Bien que les violents combats le long de la Ligne bleue entre le Liban et Israël aient diminué, les violations du cessez-le-feu et les affrontements entre les militants du Hezbollah et les troupes israéliennes se poursuivent, et se seraient intensifiés après les bombardements israélo-américains de février 2026. La Force intérimaire des Nations Unies au Liban (FINUL) reste active, surveillant les activités militaires et exhortant toutes les parties à préserver les récents acquis et à maintenir la stabilité le long de la zone frontalière.

La porte-parole de la FINUL, Kandice Ardiel, a souligné que la Ligne bleue est la seule frontière reconnue par les Nations Unies. Toute présence israélienne au nord de cette ligne, y compris dans la zone tampon de la « Ligne jaune » établie par les Forces de défense israéliennes, constitue une violation de la résolution 1701 du Conseil de sécurité.

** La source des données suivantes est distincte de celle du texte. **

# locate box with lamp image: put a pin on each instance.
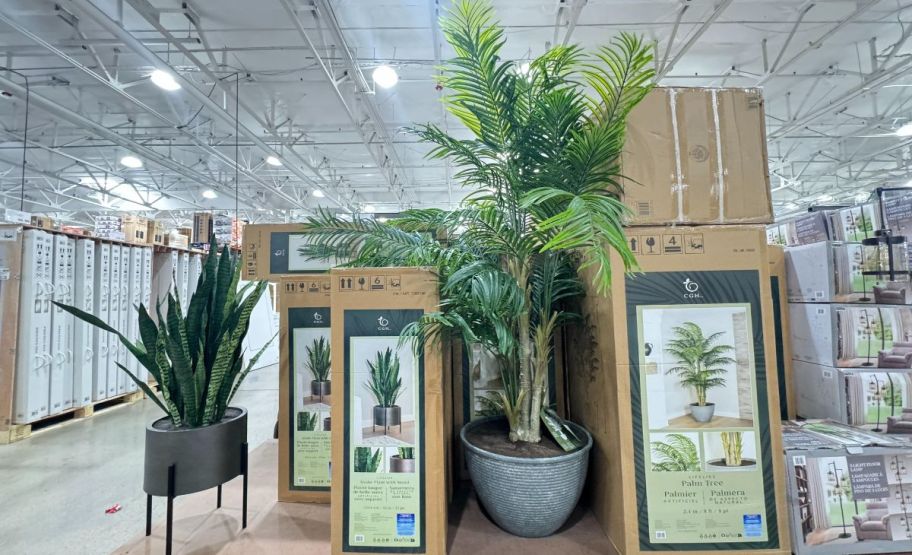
(852, 336)
(305, 388)
(873, 399)
(849, 490)
(391, 435)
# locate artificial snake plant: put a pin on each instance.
(543, 173)
(318, 357)
(197, 358)
(383, 380)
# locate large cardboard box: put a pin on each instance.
(623, 389)
(271, 251)
(878, 400)
(304, 409)
(697, 156)
(778, 276)
(382, 500)
(849, 490)
(852, 336)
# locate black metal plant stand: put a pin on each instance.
(169, 525)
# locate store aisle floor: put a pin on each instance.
(56, 485)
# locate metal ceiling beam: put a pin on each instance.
(360, 108)
(694, 37)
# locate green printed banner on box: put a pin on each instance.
(311, 398)
(700, 412)
(383, 501)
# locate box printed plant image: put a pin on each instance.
(702, 364)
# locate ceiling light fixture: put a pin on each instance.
(385, 76)
(130, 161)
(164, 80)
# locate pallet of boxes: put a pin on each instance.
(851, 337)
(674, 372)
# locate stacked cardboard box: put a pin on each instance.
(697, 183)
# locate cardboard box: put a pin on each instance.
(271, 251)
(777, 259)
(697, 156)
(848, 490)
(370, 307)
(852, 336)
(304, 410)
(623, 390)
(864, 398)
(833, 272)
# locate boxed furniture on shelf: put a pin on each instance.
(697, 156)
(305, 393)
(834, 272)
(390, 452)
(877, 399)
(852, 336)
(271, 251)
(669, 473)
(849, 490)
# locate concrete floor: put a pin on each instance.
(56, 485)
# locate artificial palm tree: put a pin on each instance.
(677, 454)
(701, 360)
(542, 169)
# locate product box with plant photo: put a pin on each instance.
(849, 490)
(274, 250)
(852, 336)
(390, 438)
(674, 373)
(305, 388)
(877, 400)
(844, 273)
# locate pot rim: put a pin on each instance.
(151, 427)
(584, 450)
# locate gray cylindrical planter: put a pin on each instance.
(202, 457)
(320, 389)
(531, 498)
(387, 416)
(398, 464)
(704, 413)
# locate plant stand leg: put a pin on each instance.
(148, 515)
(244, 470)
(169, 526)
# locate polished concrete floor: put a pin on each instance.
(56, 485)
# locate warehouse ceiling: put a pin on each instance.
(836, 73)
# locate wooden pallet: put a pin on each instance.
(17, 432)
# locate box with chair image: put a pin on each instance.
(849, 490)
(391, 434)
(690, 448)
(305, 388)
(873, 399)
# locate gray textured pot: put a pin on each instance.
(531, 498)
(202, 457)
(398, 464)
(704, 413)
(319, 389)
(388, 416)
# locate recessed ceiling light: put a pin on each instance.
(905, 130)
(385, 76)
(131, 161)
(164, 80)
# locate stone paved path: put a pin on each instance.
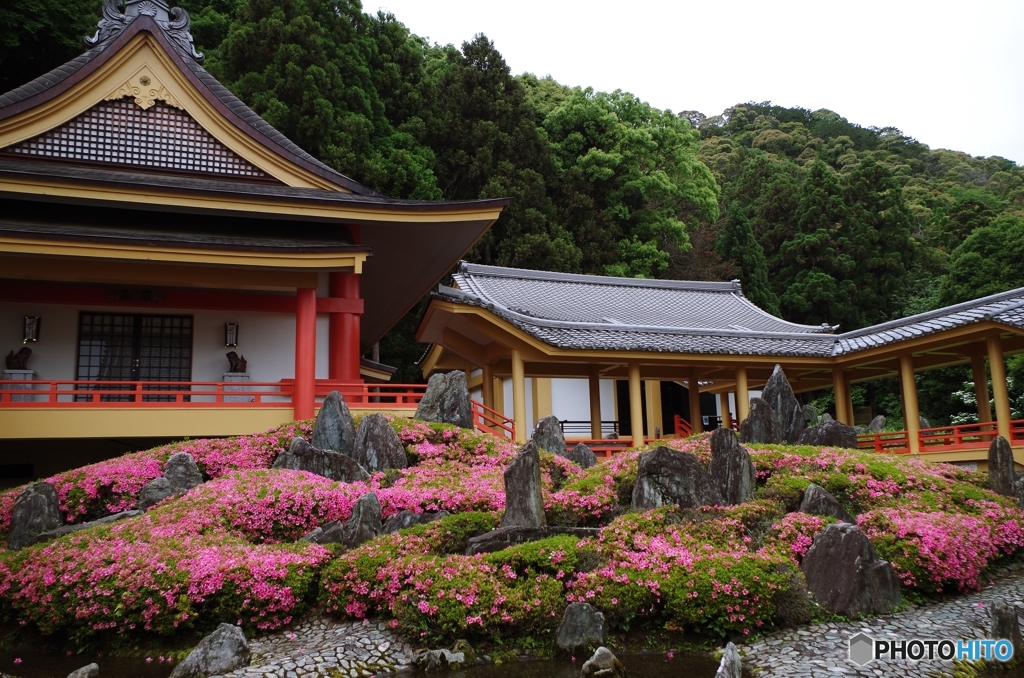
(323, 647)
(822, 649)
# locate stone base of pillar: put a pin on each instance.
(18, 375)
(237, 379)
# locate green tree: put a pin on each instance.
(736, 243)
(990, 260)
(306, 67)
(631, 184)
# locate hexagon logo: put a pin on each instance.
(861, 648)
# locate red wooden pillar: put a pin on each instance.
(304, 398)
(344, 348)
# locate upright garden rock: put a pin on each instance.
(378, 448)
(303, 457)
(88, 671)
(788, 413)
(1000, 467)
(406, 519)
(583, 628)
(548, 436)
(846, 576)
(810, 415)
(730, 667)
(761, 425)
(829, 433)
(668, 476)
(878, 424)
(582, 456)
(446, 400)
(36, 510)
(523, 502)
(182, 472)
(731, 468)
(155, 492)
(1006, 626)
(819, 501)
(603, 665)
(364, 523)
(223, 650)
(334, 429)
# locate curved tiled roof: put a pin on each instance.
(616, 313)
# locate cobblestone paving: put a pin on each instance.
(821, 649)
(322, 647)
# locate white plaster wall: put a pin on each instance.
(266, 340)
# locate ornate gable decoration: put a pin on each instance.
(138, 133)
(174, 22)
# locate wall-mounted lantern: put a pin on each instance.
(230, 335)
(30, 330)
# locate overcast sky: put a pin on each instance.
(947, 74)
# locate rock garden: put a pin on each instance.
(446, 537)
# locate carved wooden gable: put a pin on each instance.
(124, 133)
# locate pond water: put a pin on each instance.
(57, 665)
(648, 666)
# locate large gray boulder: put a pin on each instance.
(846, 576)
(731, 468)
(334, 429)
(1005, 625)
(761, 425)
(406, 519)
(730, 666)
(788, 412)
(829, 433)
(365, 522)
(67, 530)
(182, 472)
(446, 400)
(378, 448)
(303, 457)
(548, 436)
(603, 665)
(583, 628)
(36, 511)
(1000, 467)
(88, 671)
(819, 501)
(668, 476)
(583, 456)
(155, 492)
(503, 538)
(523, 501)
(223, 650)
(877, 425)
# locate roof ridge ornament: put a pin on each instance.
(175, 23)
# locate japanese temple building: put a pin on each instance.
(647, 357)
(151, 222)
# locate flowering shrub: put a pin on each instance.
(226, 551)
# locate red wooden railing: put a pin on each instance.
(941, 438)
(71, 393)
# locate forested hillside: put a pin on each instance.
(821, 219)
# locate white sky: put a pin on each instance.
(947, 74)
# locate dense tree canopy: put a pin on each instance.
(821, 219)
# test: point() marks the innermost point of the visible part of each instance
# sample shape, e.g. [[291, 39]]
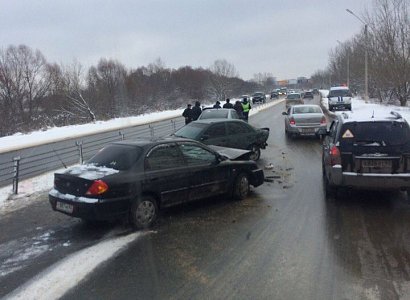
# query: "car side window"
[[216, 130], [164, 157], [237, 128], [195, 154], [333, 129]]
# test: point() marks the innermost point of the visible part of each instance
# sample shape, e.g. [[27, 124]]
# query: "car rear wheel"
[[241, 187], [143, 212], [255, 153]]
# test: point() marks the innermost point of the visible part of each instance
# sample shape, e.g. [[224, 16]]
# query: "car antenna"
[[59, 158]]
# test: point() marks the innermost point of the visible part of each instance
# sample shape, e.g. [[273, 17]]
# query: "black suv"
[[258, 97], [367, 152]]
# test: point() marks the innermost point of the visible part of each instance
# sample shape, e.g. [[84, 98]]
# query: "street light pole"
[[347, 63], [366, 81]]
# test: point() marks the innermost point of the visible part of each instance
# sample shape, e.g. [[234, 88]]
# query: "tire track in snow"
[[56, 280]]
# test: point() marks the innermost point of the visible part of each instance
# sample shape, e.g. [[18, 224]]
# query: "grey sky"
[[285, 38]]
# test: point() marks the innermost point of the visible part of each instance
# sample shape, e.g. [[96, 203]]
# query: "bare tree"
[[220, 81]]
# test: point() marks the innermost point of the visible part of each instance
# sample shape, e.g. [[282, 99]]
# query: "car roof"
[[142, 142], [306, 105], [211, 121], [370, 116], [333, 88]]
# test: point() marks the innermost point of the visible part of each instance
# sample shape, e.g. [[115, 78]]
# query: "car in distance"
[[134, 179], [258, 97], [339, 97], [305, 120], [227, 133], [293, 99], [274, 95], [218, 113], [308, 95], [369, 151]]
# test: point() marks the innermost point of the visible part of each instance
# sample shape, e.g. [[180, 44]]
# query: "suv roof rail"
[[396, 114], [345, 115]]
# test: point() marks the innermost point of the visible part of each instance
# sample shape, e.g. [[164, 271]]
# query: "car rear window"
[[118, 157], [340, 93], [375, 133], [191, 130], [306, 110], [293, 96], [214, 114]]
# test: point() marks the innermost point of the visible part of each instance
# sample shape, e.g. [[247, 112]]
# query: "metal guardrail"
[[30, 162]]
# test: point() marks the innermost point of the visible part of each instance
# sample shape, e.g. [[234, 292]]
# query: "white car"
[[339, 97]]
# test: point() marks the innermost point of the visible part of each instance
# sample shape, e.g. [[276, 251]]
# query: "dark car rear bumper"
[[105, 210], [257, 177], [368, 180]]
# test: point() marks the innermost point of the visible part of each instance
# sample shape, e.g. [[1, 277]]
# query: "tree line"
[[388, 47], [36, 94]]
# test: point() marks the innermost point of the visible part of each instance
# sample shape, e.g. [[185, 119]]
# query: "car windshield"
[[191, 131], [306, 110], [214, 114], [375, 133], [118, 157], [293, 96], [340, 93]]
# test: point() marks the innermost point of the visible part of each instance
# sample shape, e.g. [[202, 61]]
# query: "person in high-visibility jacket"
[[246, 106]]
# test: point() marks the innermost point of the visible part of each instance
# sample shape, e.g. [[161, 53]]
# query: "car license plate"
[[308, 130], [65, 207], [377, 163]]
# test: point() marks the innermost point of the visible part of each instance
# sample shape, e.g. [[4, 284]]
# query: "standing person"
[[227, 104], [239, 109], [187, 114], [246, 106], [196, 111]]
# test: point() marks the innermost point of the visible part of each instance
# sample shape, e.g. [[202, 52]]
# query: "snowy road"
[[286, 241]]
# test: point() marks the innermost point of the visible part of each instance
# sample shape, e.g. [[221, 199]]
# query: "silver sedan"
[[301, 120]]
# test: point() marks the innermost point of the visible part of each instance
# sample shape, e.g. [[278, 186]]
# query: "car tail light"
[[335, 158], [97, 188]]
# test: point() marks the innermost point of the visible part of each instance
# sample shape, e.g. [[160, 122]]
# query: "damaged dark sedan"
[[134, 179]]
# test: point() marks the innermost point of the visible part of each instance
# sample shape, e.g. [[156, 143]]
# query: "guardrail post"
[[151, 129], [79, 145], [16, 164]]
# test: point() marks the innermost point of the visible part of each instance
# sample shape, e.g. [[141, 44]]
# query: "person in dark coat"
[[187, 114], [239, 109], [196, 111], [228, 104], [246, 106]]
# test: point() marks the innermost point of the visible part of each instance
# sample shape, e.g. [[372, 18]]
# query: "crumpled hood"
[[232, 153]]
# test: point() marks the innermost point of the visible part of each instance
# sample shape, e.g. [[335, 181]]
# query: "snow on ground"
[[37, 185]]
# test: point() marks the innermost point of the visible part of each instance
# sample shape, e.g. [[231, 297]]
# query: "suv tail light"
[[97, 188], [335, 158]]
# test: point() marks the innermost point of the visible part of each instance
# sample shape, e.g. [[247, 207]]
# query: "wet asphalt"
[[285, 241]]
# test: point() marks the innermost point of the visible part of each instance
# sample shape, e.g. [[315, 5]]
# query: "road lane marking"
[[59, 278]]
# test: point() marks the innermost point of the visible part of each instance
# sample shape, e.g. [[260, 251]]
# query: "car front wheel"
[[143, 212], [255, 153], [241, 187]]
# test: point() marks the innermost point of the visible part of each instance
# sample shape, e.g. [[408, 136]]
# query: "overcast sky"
[[285, 38]]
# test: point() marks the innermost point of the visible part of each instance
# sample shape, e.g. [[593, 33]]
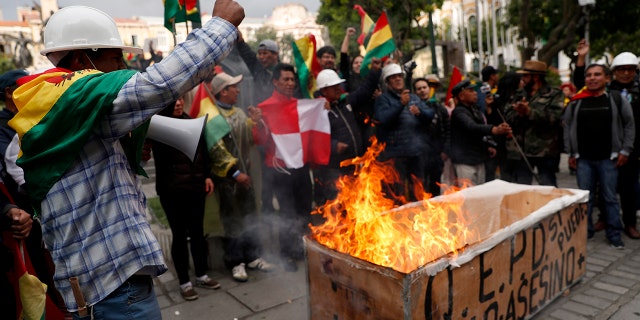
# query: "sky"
[[128, 8]]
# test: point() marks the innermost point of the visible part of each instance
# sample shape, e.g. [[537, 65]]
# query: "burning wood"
[[494, 251], [364, 222]]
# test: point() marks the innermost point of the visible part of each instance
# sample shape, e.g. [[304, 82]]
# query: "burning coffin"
[[525, 246]]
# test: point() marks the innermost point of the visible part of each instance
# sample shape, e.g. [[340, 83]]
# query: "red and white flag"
[[301, 132]]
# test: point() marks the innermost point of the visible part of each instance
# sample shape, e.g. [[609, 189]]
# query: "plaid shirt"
[[93, 218]]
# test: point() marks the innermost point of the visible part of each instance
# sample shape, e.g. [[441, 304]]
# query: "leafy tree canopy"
[[614, 27], [337, 15], [560, 24]]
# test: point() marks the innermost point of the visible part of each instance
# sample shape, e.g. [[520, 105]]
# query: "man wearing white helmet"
[[402, 120], [78, 126], [346, 140], [625, 80]]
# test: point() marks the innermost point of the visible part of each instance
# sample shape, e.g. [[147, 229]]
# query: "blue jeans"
[[588, 174], [134, 299], [546, 166]]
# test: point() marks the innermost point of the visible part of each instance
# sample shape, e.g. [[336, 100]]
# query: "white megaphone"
[[182, 134]]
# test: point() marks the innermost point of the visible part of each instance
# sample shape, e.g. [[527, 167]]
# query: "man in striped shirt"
[[78, 125]]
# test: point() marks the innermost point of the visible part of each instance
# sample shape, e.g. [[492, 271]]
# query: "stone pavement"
[[609, 290]]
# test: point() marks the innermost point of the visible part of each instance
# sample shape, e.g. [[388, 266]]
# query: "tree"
[[614, 27], [403, 16], [551, 22]]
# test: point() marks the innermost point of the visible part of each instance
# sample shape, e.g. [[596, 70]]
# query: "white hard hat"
[[80, 27], [390, 70], [624, 59], [327, 78]]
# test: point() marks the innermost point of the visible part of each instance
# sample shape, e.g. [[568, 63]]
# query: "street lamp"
[[587, 5]]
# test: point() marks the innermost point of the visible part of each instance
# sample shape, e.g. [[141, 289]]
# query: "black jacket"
[[468, 131]]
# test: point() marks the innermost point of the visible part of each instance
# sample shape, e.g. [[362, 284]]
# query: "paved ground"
[[609, 290]]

Malgré ces tensions, la diminution des combats a permis à des vagues de familles libanaises déplacées de retourner dans des villages du sud comme Majdal Zoun, Kafra et Tyr. Cependant, les rapatriés sont confrontés à un environnement radicalement différent, car de nombreux villages ont subi d'intenses bombardements qui ont détruit des maisons, des écoles, des centres de santé et endommagé les infrastructures.

Les personnes qui rentrent chez elles rencontrent toujours des difficultés, notamment un accès limité aux services essentiels comme l'eau, l'électricité, les soins de santé et l'éducation. Certaines familles ne peuvent toujours pas rentrer en raison de l'insécurité persistante près de la Ligne bleue. La FINUL continue d'apporter son soutien aux communautés touchées, notamment en organisant des collectes de sang pour aider les populations locales, tandis que les Casques bleus œuvrent, par le biais de mécanismes de liaison et de coordination, à la stabilisation de la région frontalière.